雪だるまいつもと同じ朝。いつものように起き、いつものようにベッドを整え、いつものようにカーテンを開ける。しかし、その日の窓から見える景色はいつもと違っていた。
「なに…?これ?」
一面の銀世界。はらはらと落ちてくる白い紙ふぶきのようなもの。初めて見る光景だった。
急いでにいにの部屋へと走った。
「にいに?なんかね、外がすごいの。真っ白で白い紙みたいなのが落ちてきてて、あれなに?」
「茉仁は見たことないんだっけ?雪だよ」
「ゆき?危なくない?」
「危なくないよ。気になるんでしょ?行っておいで」
「にいにも行こうよ!」
その言葉に仕方ないなと立ち上がって用意をしてくれる。そんな彼の手を引っ張り外へと出る。
初めての雪。そっと手を広げるとその手にはらりと落ちる。しかしそれは一瞬で消えてしまう。なぜ消えてしまうのだろうか。
「茉仁?どうかした?」
「消えちゃった!こっちのは消えてないのに…」どうしたらいいんだろうと悩んでいると、茉仁、と呼ばれる。
「雪だるま作る?」
「雪だるま?でも消えちゃうよ?」
こっちの雪を使うんだよと言いながら彼は作り方を見せてくれる。

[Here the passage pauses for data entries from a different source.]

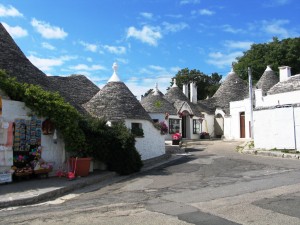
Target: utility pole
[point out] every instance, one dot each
(251, 102)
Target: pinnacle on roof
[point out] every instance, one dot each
(267, 80)
(114, 77)
(174, 84)
(156, 91)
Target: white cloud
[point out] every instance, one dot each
(45, 64)
(48, 46)
(85, 67)
(169, 27)
(47, 31)
(140, 86)
(158, 68)
(122, 60)
(203, 12)
(185, 2)
(148, 34)
(276, 3)
(275, 27)
(238, 44)
(9, 11)
(115, 49)
(206, 12)
(15, 32)
(221, 60)
(228, 28)
(148, 77)
(89, 47)
(146, 15)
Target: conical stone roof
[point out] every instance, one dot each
(174, 93)
(15, 63)
(116, 102)
(267, 80)
(155, 103)
(292, 84)
(78, 87)
(232, 89)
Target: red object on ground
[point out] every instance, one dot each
(176, 136)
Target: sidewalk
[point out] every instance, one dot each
(246, 149)
(35, 190)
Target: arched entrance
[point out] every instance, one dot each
(185, 124)
(242, 124)
(219, 125)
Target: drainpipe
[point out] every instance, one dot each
(295, 138)
(251, 102)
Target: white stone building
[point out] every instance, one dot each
(179, 112)
(115, 102)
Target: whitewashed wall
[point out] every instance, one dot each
(277, 99)
(169, 136)
(152, 144)
(208, 123)
(158, 116)
(51, 152)
(232, 122)
(277, 128)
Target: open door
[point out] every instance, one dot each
(242, 124)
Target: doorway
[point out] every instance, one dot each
(183, 126)
(242, 124)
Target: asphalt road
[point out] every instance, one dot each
(213, 185)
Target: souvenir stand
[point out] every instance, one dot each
(6, 153)
(27, 150)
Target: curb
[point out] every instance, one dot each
(48, 195)
(271, 154)
(54, 193)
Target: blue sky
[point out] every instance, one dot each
(149, 39)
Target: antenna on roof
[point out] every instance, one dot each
(114, 77)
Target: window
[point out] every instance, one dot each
(174, 126)
(137, 129)
(0, 106)
(196, 126)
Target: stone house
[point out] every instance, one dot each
(115, 102)
(15, 64)
(176, 110)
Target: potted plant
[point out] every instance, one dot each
(81, 161)
(176, 138)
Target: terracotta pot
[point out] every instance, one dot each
(82, 166)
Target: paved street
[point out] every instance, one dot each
(213, 184)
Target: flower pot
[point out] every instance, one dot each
(175, 142)
(82, 166)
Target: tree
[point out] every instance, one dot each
(147, 93)
(206, 85)
(276, 53)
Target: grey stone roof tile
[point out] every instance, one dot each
(292, 84)
(267, 80)
(116, 102)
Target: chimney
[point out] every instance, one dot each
(193, 94)
(185, 90)
(284, 73)
(258, 98)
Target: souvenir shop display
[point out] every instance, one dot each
(27, 149)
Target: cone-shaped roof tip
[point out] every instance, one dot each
(268, 68)
(174, 84)
(114, 77)
(156, 92)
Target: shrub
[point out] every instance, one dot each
(123, 156)
(83, 136)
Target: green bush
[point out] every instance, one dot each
(123, 156)
(83, 136)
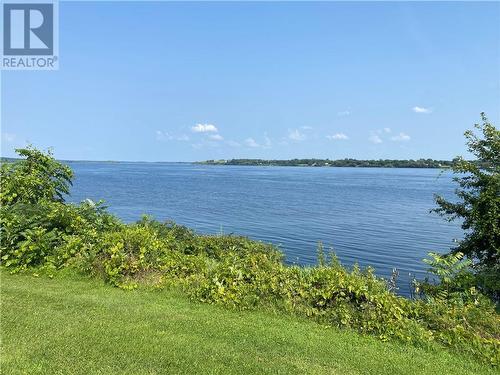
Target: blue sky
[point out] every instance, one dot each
(195, 81)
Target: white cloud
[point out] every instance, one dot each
(337, 136)
(296, 135)
(8, 137)
(267, 141)
(216, 137)
(204, 128)
(165, 136)
(418, 109)
(233, 144)
(401, 137)
(250, 142)
(375, 139)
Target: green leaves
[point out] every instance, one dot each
(33, 179)
(478, 204)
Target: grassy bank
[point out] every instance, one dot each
(72, 325)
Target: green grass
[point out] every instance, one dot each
(72, 325)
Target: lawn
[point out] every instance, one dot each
(75, 325)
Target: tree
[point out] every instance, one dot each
(37, 177)
(478, 203)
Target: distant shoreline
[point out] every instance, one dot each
(353, 163)
(324, 163)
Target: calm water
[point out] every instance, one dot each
(378, 217)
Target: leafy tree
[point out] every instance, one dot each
(36, 177)
(478, 203)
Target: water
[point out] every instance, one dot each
(377, 217)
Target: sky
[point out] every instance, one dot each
(195, 81)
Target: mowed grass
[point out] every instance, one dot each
(73, 325)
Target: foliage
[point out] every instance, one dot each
(35, 178)
(239, 272)
(382, 163)
(478, 204)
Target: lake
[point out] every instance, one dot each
(373, 216)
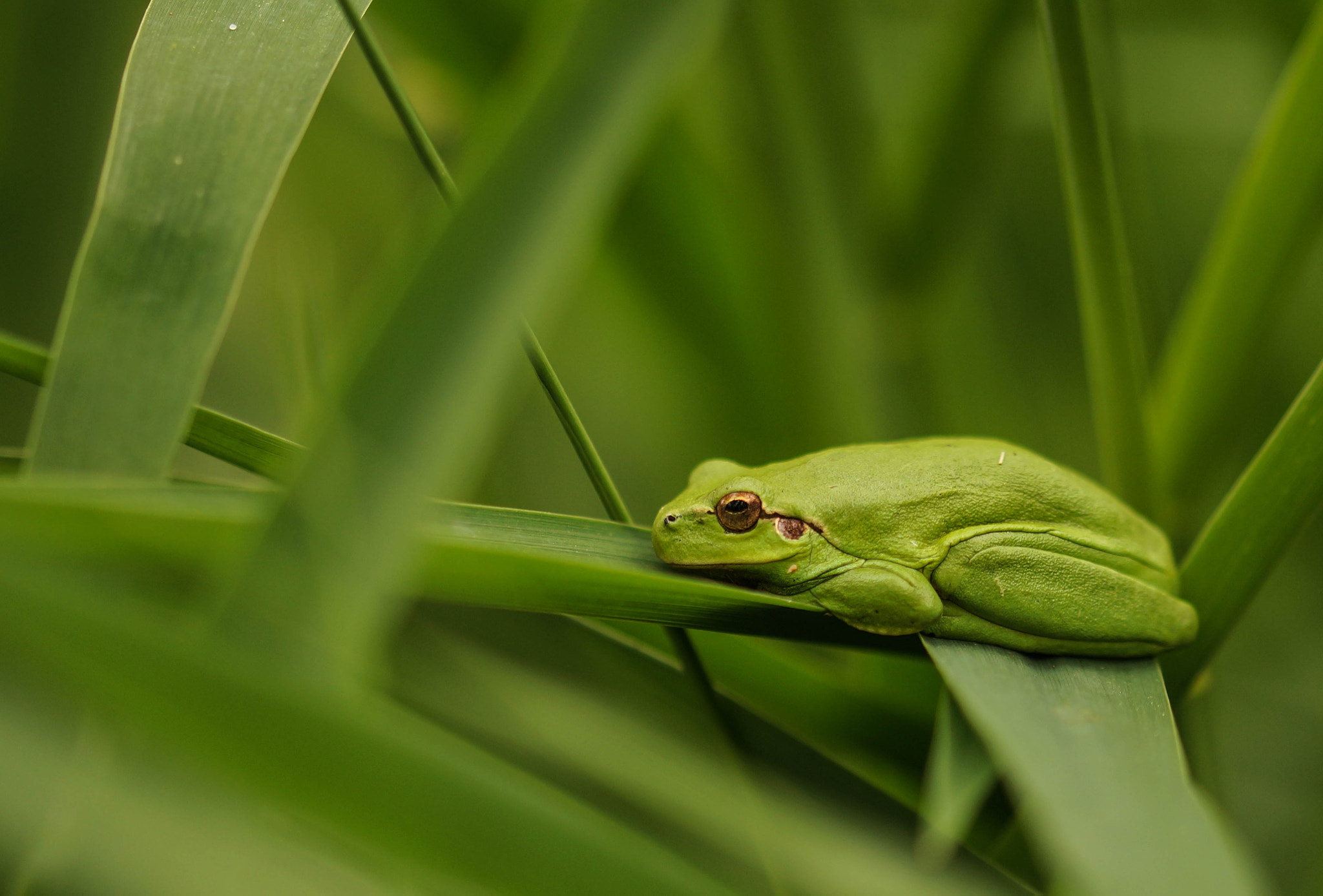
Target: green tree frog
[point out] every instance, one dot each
(957, 537)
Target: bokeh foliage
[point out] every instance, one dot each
(849, 225)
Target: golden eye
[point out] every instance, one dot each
(738, 511)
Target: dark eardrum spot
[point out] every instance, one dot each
(789, 527)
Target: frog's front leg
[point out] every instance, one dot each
(1043, 593)
(881, 598)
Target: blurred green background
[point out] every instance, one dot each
(870, 247)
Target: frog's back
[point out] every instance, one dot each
(905, 501)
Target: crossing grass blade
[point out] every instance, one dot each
(957, 781)
(424, 798)
(1104, 278)
(209, 432)
(413, 413)
(1277, 495)
(1266, 222)
(474, 556)
(1090, 749)
(214, 101)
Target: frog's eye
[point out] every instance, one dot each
(738, 511)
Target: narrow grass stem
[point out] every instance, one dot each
(592, 461)
(1104, 278)
(1266, 223)
(1251, 530)
(408, 116)
(211, 432)
(680, 641)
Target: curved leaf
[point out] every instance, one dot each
(214, 101)
(1090, 748)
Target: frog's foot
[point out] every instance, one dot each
(881, 598)
(962, 625)
(1035, 588)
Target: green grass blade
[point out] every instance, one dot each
(1251, 530)
(1104, 278)
(209, 432)
(613, 725)
(370, 772)
(584, 448)
(428, 155)
(607, 492)
(214, 101)
(1090, 749)
(957, 781)
(478, 556)
(244, 445)
(23, 359)
(1264, 225)
(425, 391)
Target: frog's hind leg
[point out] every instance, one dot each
(1041, 593)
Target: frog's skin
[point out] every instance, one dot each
(957, 537)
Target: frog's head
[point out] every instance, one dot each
(727, 523)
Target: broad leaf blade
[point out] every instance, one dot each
(211, 432)
(1090, 749)
(214, 99)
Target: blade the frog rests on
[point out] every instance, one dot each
(957, 537)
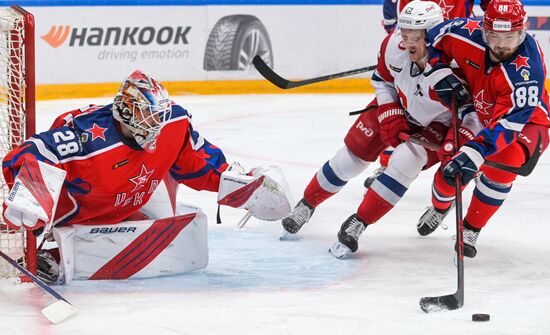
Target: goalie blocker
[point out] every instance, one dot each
(263, 191)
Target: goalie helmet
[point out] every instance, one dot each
(143, 106)
(420, 15)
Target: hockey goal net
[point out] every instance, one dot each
(16, 119)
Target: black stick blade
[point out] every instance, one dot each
(269, 74)
(437, 304)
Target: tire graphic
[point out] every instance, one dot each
(233, 43)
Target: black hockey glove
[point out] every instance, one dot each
(447, 85)
(466, 163)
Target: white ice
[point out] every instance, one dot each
(256, 284)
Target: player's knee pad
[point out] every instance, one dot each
(339, 170)
(135, 249)
(346, 165)
(490, 192)
(406, 162)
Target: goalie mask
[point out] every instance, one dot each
(142, 105)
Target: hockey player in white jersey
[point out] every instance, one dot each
(404, 103)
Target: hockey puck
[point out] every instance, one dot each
(481, 317)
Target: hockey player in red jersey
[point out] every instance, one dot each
(402, 101)
(504, 71)
(113, 171)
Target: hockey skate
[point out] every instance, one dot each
(348, 237)
(470, 239)
(431, 219)
(297, 218)
(48, 269)
(375, 175)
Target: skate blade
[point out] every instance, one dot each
(286, 236)
(339, 250)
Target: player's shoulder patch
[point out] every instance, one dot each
(526, 67)
(465, 27)
(178, 112)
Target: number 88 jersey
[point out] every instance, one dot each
(506, 95)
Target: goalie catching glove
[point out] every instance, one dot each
(33, 197)
(263, 191)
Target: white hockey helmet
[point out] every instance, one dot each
(420, 15)
(143, 106)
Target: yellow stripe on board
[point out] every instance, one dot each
(74, 91)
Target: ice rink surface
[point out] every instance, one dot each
(256, 284)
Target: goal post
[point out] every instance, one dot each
(17, 118)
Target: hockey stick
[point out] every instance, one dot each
(56, 312)
(523, 170)
(283, 83)
(455, 300)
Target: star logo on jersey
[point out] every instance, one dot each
(480, 104)
(141, 180)
(97, 132)
(446, 9)
(520, 62)
(472, 26)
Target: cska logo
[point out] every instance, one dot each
(57, 35)
(503, 8)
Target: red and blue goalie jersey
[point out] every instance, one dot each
(506, 95)
(109, 177)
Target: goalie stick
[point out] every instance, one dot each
(523, 170)
(283, 83)
(56, 312)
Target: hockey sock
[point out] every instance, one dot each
(373, 207)
(315, 194)
(487, 199)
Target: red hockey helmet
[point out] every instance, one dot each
(504, 15)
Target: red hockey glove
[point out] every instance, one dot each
(393, 121)
(447, 150)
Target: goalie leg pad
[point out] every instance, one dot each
(135, 249)
(33, 197)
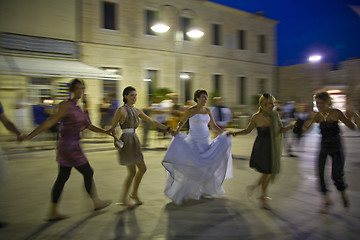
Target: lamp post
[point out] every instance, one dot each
(178, 38)
(314, 60)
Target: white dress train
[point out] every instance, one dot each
(195, 166)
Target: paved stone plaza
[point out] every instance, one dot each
(293, 215)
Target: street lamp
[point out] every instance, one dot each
(192, 32)
(314, 58)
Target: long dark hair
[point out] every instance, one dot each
(324, 96)
(74, 82)
(198, 93)
(126, 92)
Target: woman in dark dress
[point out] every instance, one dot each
(69, 154)
(266, 153)
(130, 154)
(331, 145)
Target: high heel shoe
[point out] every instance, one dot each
(250, 190)
(264, 202)
(125, 204)
(136, 200)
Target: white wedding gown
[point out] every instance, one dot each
(195, 166)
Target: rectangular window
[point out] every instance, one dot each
(217, 84)
(185, 27)
(150, 20)
(186, 79)
(109, 15)
(241, 90)
(151, 80)
(216, 34)
(262, 86)
(39, 89)
(262, 43)
(241, 39)
(110, 89)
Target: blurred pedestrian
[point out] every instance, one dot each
(197, 167)
(266, 152)
(146, 126)
(160, 114)
(22, 112)
(331, 144)
(105, 116)
(288, 116)
(301, 115)
(9, 125)
(69, 153)
(222, 114)
(130, 153)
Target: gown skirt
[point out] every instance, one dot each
(195, 165)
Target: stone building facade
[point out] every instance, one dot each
(110, 45)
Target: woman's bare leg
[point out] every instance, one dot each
(138, 177)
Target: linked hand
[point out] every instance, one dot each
(231, 133)
(173, 132)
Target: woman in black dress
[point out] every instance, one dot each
(331, 145)
(266, 153)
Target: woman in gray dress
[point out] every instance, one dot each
(130, 152)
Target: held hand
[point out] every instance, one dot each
(110, 132)
(173, 132)
(234, 134)
(350, 114)
(22, 137)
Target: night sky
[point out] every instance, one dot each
(330, 28)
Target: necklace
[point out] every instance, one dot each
(325, 115)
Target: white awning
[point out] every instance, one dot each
(43, 67)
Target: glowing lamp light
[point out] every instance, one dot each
(160, 28)
(315, 58)
(334, 91)
(184, 76)
(195, 33)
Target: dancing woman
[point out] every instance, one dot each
(130, 153)
(69, 153)
(331, 145)
(195, 166)
(266, 152)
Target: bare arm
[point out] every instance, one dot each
(309, 122)
(213, 124)
(345, 120)
(9, 124)
(50, 121)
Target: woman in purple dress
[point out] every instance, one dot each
(266, 152)
(69, 153)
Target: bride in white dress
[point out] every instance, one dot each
(196, 166)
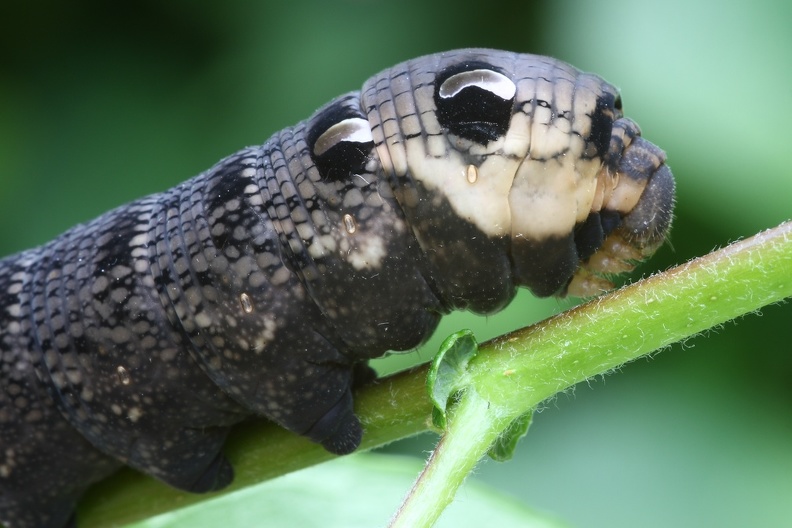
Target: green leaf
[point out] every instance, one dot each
(448, 373)
(503, 448)
(366, 489)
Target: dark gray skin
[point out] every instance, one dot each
(262, 286)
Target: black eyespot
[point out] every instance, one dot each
(474, 101)
(340, 141)
(602, 123)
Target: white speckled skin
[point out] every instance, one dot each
(264, 284)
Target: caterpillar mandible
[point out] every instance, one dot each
(263, 285)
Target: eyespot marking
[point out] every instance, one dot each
(340, 141)
(353, 130)
(489, 80)
(474, 101)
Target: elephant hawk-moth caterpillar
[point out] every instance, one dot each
(263, 285)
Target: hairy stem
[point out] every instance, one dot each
(512, 373)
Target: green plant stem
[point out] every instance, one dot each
(520, 370)
(513, 373)
(473, 427)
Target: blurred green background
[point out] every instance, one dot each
(103, 102)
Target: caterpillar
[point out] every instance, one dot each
(263, 285)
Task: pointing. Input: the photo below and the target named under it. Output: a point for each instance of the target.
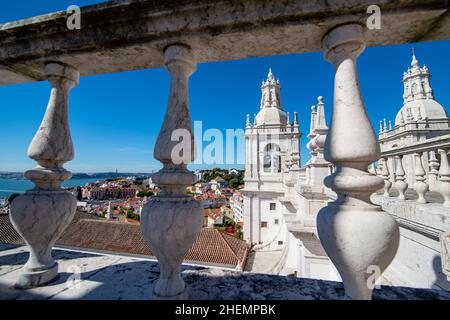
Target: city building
(272, 150)
(237, 206)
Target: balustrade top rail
(131, 34)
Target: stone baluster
(385, 175)
(421, 186)
(444, 178)
(355, 233)
(400, 184)
(41, 214)
(171, 221)
(433, 174)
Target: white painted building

それに倣い、同じように雪を丸めてみる。今度は雪は消えなかった。
「できた!!」
酷く不格好な雪だるまだ。彼のものと並べてみるとそれが一層わかる。
茉仁の雪だるまは、それだけでは立たないため早真の雪だるまに寄りかかるようにして置かれた。それはまるで彼ら自身のようだった。